Tuesday, 2 August 2011

A cheap cry

(A note about my second every day blogging slip-up: The thing about me and promises is even once I've broken them, I keep trying to fulfill them, if that makes any sense. The attempt is as important as its success...)

This weekend, while waiting outside the cinema to see Bridesmaids for a second time, a friend and I got into an interesting discussion about how successful a film or piece of theatre is if it succeeds in making you cry. I've always thought that regardless of how poorly conceived something is as a whole, if it's hit upon a moment that is truthful enough that I'm moved to tears, there is some kind of skill or achievement there, even if only in that scene or moment.

The conversation arose out of a story I told about seeing Wit at Canstage when I was 17, saying, "There literally was not a dry eye in the house."

My friend countered - "The same was true when I went to see The Passion of the Christ, and that movie is terrible. Torture a person, in this case a religious figure, for two hours and you're going to provoke some kind of cheap emotional reaction from the audience. There's nothing skilful about that."

I became adamant - I barely ever cry in films, when reading books, or when watching theatre, but then again, I haven't seen The Passion of the Christ and I certainly don't plan to. We both began to wonder - is there such a thing as "cheap cry", the counterpart to a cheap laugh. He thinks yes - although I'm still hard pressed to think of any. (Maybe I'm just a steely souled woman and nothing can move me to tears!) I understand that many products of pop culture are emotionally manipulative, and I think that knowledge has armoured me against being touched by something, unless it is masterfully manipulative. It's funny that "emotionally manipulative" has become synonymous with bad - perhaps it's just that nobody likes the lack of agency associated with the word "manipulative" - it seems sneaky somehow, as though you've been duped.
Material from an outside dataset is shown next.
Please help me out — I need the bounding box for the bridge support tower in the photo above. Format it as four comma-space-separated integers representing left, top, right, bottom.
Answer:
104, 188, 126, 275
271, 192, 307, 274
But a ficitional narrative is a dupe - and regardless of how profound it is, on some level it is trying to manipulate the audience into sharing certain ideologies, hitting upon certain emotions, having them follow an emotional journey that they had nothing to do with plotting - and make them as invested as though every decision had been their own. This is not easy work, and mis-steps are constant. In a way I wonder if we only use the words "emotionally manipulative" when the manipulation has failed - when we can see the strings. Otherwise it was "truthful", "touching", "profound."

It was funny to be having the conversation about the "cheap cry" on our way to a very well reviewed and successful Hollywood Film, because I possibly have the most respect for popcorn entertainment that is able to hide its own inherent clichés and somehow make its genre seem fresh instead of stale, while keeping the genre comforting and light.

Two hours later we all sat side by side watching the film, and somewhere near the end I found myself welling up. I'll be honest. I tried to hide it from my friend. I was worried that it proved his point. But upon further reflection, I think that my reaction showed the film's heart, which is part of why it's been so critically and commercially successful. Yes it was a Judd Appatow film. No what I was crying about was not particularly profound. But still. A fictional story about bridesmaids made me feel something, darn it, and I think that's pretty impressive. My tears don't come cheap.